Венеция, впрочем, вызвала у Чехова прилив энтузиазма. От усыпальницы Кановы и дома Дездемоны он пришел в восторг. Ване он признался: «Русскому человеку, бедному и приниженному, здесь в мире красоты, богатства и свободы не трудно сойти с ума <…> а когда стоишь в церкви и слушаешь орган, то хочется принять католичество». В Венеции им встретилась Зинаида Гиппиус и несколько смазала радужное впечатление. Как и многие петербургские снобы, она считала своим долгом поставить провинциала на место и намеренно запутала Антона в ценах за гостиницу. В дневнике она записала: «Нормальный провинциальный доктор. Имел тонкую наблюдательность в своем пределе — и грубоватые манеры, что тоже было нормально».
К 1 апреля троица путешественников переместилась в Рим. Антон, по собственному признанию, «замучился, бегая по музеям и церквам». Как потом вспоминал Суворин, Чехов сразу же узнал у швейцара в гостинице адрес лучшего римского борделя. Дяде Митрофану он сообщил, что в Ватикане 11 000 комнат (потом он заметит, что Рим «похож в общем на Харьков»). В письмах домой спрашивал только о мангусте. Похоже, что ни Лика с ее кашлем, ни выздоравливающий от тифа Ваня его не интересовали.
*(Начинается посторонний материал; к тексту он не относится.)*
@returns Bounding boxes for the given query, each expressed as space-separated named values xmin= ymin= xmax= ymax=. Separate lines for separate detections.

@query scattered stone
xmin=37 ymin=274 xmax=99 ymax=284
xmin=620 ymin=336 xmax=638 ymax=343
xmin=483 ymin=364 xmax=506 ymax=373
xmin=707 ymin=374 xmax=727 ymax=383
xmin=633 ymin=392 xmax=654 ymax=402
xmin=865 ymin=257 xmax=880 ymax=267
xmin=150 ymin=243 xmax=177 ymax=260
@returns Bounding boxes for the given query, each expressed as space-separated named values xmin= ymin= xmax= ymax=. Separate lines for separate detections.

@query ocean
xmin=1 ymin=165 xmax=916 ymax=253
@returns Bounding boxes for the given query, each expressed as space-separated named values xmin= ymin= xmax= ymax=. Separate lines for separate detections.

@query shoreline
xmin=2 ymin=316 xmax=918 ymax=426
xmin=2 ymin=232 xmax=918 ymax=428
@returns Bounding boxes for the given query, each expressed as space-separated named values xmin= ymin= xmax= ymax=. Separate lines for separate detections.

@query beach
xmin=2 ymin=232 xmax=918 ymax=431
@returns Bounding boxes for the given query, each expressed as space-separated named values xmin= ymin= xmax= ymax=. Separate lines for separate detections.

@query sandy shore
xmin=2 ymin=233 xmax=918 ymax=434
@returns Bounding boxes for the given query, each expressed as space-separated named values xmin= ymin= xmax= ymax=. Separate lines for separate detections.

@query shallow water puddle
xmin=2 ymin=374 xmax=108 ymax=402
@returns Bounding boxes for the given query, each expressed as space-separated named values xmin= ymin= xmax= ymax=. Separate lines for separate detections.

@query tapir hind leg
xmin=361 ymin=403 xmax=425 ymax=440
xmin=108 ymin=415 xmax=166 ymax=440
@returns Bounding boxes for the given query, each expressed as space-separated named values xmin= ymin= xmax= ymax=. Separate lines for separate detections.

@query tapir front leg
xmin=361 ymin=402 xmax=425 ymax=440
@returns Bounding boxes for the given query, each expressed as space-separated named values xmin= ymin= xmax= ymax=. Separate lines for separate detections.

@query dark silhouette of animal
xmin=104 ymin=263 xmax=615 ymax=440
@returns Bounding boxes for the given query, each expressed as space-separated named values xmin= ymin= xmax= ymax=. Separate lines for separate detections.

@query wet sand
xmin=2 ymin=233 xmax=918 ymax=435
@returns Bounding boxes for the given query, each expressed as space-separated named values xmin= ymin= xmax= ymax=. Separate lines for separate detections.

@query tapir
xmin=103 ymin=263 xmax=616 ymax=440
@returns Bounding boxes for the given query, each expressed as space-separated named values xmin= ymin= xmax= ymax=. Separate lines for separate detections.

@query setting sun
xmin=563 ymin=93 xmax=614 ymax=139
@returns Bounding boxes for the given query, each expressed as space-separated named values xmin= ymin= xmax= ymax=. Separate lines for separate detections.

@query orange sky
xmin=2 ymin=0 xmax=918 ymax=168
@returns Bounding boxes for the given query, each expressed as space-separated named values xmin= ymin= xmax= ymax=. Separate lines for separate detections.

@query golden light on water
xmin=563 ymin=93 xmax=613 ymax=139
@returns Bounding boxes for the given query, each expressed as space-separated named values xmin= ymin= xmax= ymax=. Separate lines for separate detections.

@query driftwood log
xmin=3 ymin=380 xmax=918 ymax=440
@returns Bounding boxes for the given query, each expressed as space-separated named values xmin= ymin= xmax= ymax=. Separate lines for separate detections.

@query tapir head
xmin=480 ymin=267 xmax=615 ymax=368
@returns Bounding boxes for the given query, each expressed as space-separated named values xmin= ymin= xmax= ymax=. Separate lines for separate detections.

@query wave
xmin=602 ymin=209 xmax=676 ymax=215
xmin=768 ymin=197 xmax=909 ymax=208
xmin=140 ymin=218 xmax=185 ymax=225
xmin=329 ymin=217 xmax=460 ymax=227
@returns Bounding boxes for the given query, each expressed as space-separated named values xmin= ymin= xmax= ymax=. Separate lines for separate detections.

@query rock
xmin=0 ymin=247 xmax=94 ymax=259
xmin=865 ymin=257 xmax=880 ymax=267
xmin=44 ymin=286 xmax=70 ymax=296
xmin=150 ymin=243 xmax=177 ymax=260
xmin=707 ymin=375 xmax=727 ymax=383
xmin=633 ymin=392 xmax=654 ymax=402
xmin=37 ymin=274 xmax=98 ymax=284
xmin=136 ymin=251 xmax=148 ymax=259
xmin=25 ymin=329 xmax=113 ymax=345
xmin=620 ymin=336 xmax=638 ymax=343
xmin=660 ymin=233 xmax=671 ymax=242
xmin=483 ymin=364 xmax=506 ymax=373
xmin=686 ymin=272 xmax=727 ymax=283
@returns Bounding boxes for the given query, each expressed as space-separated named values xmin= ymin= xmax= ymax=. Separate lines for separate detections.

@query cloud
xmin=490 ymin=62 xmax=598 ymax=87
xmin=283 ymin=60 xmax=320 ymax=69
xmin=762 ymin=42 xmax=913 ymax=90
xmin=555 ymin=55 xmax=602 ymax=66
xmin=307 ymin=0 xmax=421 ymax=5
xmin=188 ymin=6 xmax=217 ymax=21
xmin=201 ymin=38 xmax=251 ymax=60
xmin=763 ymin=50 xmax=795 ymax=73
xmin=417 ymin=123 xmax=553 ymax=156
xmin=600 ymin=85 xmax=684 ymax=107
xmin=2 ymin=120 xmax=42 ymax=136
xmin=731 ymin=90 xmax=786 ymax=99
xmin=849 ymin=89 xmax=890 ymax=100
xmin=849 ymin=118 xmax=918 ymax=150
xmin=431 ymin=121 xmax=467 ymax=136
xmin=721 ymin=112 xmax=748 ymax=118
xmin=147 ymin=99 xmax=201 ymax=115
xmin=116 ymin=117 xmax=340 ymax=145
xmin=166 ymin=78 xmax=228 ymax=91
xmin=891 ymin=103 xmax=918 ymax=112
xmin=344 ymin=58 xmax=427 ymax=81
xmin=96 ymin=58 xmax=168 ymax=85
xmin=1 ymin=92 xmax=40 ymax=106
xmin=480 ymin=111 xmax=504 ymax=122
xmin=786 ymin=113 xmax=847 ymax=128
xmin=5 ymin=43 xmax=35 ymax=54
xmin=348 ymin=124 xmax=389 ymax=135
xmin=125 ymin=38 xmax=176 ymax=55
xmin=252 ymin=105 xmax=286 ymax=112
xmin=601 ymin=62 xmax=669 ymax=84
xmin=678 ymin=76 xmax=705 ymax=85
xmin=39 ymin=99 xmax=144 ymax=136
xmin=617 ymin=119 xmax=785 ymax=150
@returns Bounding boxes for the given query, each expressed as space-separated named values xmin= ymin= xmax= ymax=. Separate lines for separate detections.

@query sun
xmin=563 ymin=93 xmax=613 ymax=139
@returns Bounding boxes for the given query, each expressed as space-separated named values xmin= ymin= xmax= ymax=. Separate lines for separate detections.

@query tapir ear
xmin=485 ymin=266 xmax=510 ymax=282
Третьего апреля Антон с Сувориными выехали в Неаполь; через три дня они осматривали Помпеи. Вот что сохранилось в памяти Суворина: «Его мало интересовало искусство, статуи, картины, храмы, но тотчас же по приезде в Рим ему захотелось за город, полежать на зеленой траве. Венеция захватывала его своей оригинальностью, но больше всего жизнью, серенадами, а не дворцами дожей и проч. В Помпее он скучно ходил по открытому городу — оно и действительно скучно, но сейчас же с удовольствием поехал верхом на Везувий, по очень трудной дороге, и все хотел подойти к кратеру. Кладбища за границей его везде интересовали, — и кладбища, и цирк с его клоунами, в которых он видел настоящих комиков»[215].
Затем компания вдоль по морскому побережью направилась в Ниццу — Антон тогда еще не подозревал, что этот город станет его вторым домом. От Лики писем не было. Павел Егорович докладывал: «Мангуст здоров, поведение его неисправимо, но заслуживает снисхождения». В письме к Ване он был более откровенен: «Мангуст тоже не дает покою, Мамаше нос откусил ночью, которая испугалась, когда увидела кровь. Теперь зажило»[216]. Антон исправно писал родным. Ему пришлось признаться, что к Пасхе он домой не поспеет. Вдвоем с Дофином они открыли для себя Монте-Карло: несколько дней подряд ездили туда на поезде играть в рулетку. За два дня Антон спустил 800 франков.
Далее путешественники выехали экспрессом в Париж. Пасхальную заутреню Антон слушал в посольской церкви, несказанно удивившись тому, что французы и греки поют те же самые, памятные ему по Таганрогу, псалмы Бортнянского. Первомайские волнения в Париже дали Чехову пищу для размышления. Он попал в толпу бунтующих рабочих и получил по спине от парижского полицейского. Несколько дней спустя он сидел на галерее французского парламента, слушая, как от министра внутренних дел требуют объяснения по поводу смертных случаев при подавлении беспорядков, — вообразить себе подобное в России было невозможно. Париж, как и Сахалин, помог Чехову укрепить политическое самосознание. Тем временем Суворину захотелось привезти из Парижа собственный бронзовый бюст, и, пока скульптор трудился над ним, Антон с Дофином бродили по кафешантанам и созерцали обнаженных женщин. Второго мая Антон вернулся в Москву.
Глава тридцать третья Лето в Богимове: май — июль 1891 года
В доме на Малой Дмитровке Антон пробыл лишь день (из двадцати месяцев, в течение которых Чеховы снимали этот дом, он прожил там менее полугода). Наутро Евгения Яковлевна, Маша, Антон и мангуст по кличке Сволочь отправились под Алексин в нанятую Мишей дачу на Оке, в живописный лесной край, окрещенный «русской Швейцарией». Пальмовая кошка той весною, судя по всему, нашла в доме Фирганг свой конец. В квартиру, где на хозяйстве остался Павел Егорович, пришли полотеры и спугнули кошку с лежанки под умывальником. Она цапнула одного из рабочих за палец, и тот в долгу не остался[217].
Тридцатого апреля Павел Егорович оставил службу в гавриловском амбаре. Свое будущее видел он мрачно. Отслужив у Гаврилова 14 лет, он услышал от него на прощанье: «Ваши дети подлецы»[218].